Though the idea was extremely metal, Lincoln then decided against it.



    by name_with_no_meaning

    9 Comments

    1. name_with_no_meaning on

      During the early months of the war, Lincoln struggled to get the generals to do what he wanted. Part of the reason why this happened was because Lincoln only gave gentle suggestions rather than firm orders, since he believed that his own knowledge was limited.

      But the lack of victories in the west and Macllelan’s glacial movements (And disrespectful dismissal of the President) cause him to consider leading the Union armies himself.
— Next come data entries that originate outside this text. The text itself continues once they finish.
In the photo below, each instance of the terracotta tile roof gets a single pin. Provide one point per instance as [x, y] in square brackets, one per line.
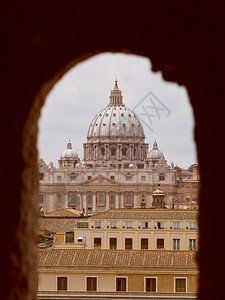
[57, 224]
[66, 212]
[117, 258]
[138, 214]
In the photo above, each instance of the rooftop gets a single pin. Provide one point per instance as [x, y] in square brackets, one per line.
[166, 214]
[53, 225]
[66, 212]
[117, 258]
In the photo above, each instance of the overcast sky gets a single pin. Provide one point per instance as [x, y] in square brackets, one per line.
[162, 107]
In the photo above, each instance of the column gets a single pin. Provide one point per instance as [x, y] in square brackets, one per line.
[150, 199]
[50, 202]
[117, 200]
[130, 151]
[94, 202]
[135, 199]
[85, 202]
[122, 200]
[85, 152]
[107, 201]
[66, 200]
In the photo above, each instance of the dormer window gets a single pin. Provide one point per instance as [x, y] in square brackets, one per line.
[41, 176]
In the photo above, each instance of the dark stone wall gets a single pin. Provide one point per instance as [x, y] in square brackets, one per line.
[40, 41]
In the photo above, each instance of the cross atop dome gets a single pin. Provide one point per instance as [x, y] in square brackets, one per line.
[116, 97]
[69, 145]
[155, 146]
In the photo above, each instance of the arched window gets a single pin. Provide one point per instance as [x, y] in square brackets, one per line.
[89, 199]
[128, 199]
[112, 199]
[41, 199]
[101, 199]
[73, 199]
[59, 199]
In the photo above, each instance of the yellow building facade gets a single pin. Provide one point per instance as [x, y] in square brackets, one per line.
[104, 273]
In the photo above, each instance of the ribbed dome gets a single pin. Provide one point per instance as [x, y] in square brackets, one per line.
[116, 119]
[69, 152]
[155, 153]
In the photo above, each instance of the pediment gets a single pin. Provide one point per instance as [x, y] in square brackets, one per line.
[100, 180]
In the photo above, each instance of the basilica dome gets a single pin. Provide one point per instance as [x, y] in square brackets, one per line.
[69, 152]
[116, 120]
[155, 153]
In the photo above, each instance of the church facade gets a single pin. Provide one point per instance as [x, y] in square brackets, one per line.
[118, 169]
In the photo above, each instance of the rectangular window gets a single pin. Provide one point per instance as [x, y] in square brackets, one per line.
[180, 285]
[82, 224]
[176, 225]
[192, 225]
[150, 284]
[97, 224]
[113, 151]
[91, 284]
[113, 243]
[176, 244]
[113, 225]
[61, 283]
[192, 244]
[128, 225]
[160, 225]
[41, 176]
[97, 243]
[144, 244]
[121, 284]
[143, 178]
[69, 237]
[161, 176]
[128, 244]
[144, 225]
[160, 243]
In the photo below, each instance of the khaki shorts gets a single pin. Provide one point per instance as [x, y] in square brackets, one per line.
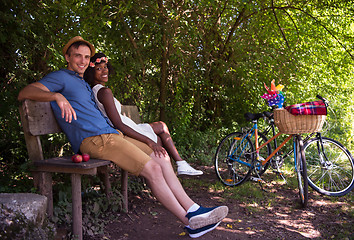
[128, 153]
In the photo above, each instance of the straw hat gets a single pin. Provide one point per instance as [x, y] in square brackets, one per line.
[78, 39]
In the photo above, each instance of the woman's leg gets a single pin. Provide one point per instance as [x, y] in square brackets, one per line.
[153, 173]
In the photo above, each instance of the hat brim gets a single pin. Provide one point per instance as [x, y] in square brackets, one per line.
[78, 39]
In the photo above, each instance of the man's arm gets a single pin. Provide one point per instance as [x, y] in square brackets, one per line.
[38, 92]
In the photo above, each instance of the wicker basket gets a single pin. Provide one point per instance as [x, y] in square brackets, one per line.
[291, 124]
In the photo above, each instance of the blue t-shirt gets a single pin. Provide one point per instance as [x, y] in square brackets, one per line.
[90, 121]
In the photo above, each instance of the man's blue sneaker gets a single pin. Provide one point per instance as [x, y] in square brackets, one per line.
[194, 233]
[206, 216]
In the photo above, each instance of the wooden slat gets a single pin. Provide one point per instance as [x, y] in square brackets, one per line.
[66, 162]
[132, 112]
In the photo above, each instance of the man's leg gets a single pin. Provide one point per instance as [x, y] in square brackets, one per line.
[165, 139]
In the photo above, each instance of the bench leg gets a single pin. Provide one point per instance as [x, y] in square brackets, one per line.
[124, 183]
[76, 205]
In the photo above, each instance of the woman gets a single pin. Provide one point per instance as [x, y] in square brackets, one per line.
[156, 135]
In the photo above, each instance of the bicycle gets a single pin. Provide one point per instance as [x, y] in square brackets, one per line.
[330, 166]
[237, 158]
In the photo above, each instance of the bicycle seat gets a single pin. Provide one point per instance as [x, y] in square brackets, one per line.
[253, 116]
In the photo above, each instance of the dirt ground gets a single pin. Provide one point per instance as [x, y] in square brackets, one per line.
[279, 218]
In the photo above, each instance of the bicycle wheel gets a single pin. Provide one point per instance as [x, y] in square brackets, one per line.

He even read a couple books about the subject, but he realized that such an idea was unrealistic.

      Source: Lincoln, by David Herbert Donald.

    2. The problem goes way beyond the generals as the rapid expansion of the armies (on both sides) from a population without a history of militarism meant that most of the officers and NCOs are ill equipped to handle complex orders. That’s the reason why the first few years looked like drunken slugfest more than anything else.

    3. GandalfTheJaded on

      “If General McClellan does not want to use the army, I would like to borrow it for a time.”

    4. SasquatchMcKraken on

      The fact of the matter is, at the beginning of the war Lincoln had an officer corps which (at the upper levels) didn’t really have their hearts in it. He had to tread carefully with these [redacted]s at first, and he personally was never as radical as the most Radical Republicans. He also saw how important it was to keep the border states onside if the war was going end as soon as possible.

      Frankly a lot of these early commanders were straight up Democrats [of the era], or at the very least “the Union as it was” dipshits who didn’t know (or pretended not to know) what time it was. George McClellan in the East and Don Carlos Buell in the West were the last people you’d want in command yet there they were. It’s no accident McClellan would be Lincoln’s opponent in 1864. Wildly racist even by 1860s standards with deep sympathies for the South, all his best friends in West Point joined the Confederacy. Viscerally opposed to going anywhere near the institution of slavery. Etc.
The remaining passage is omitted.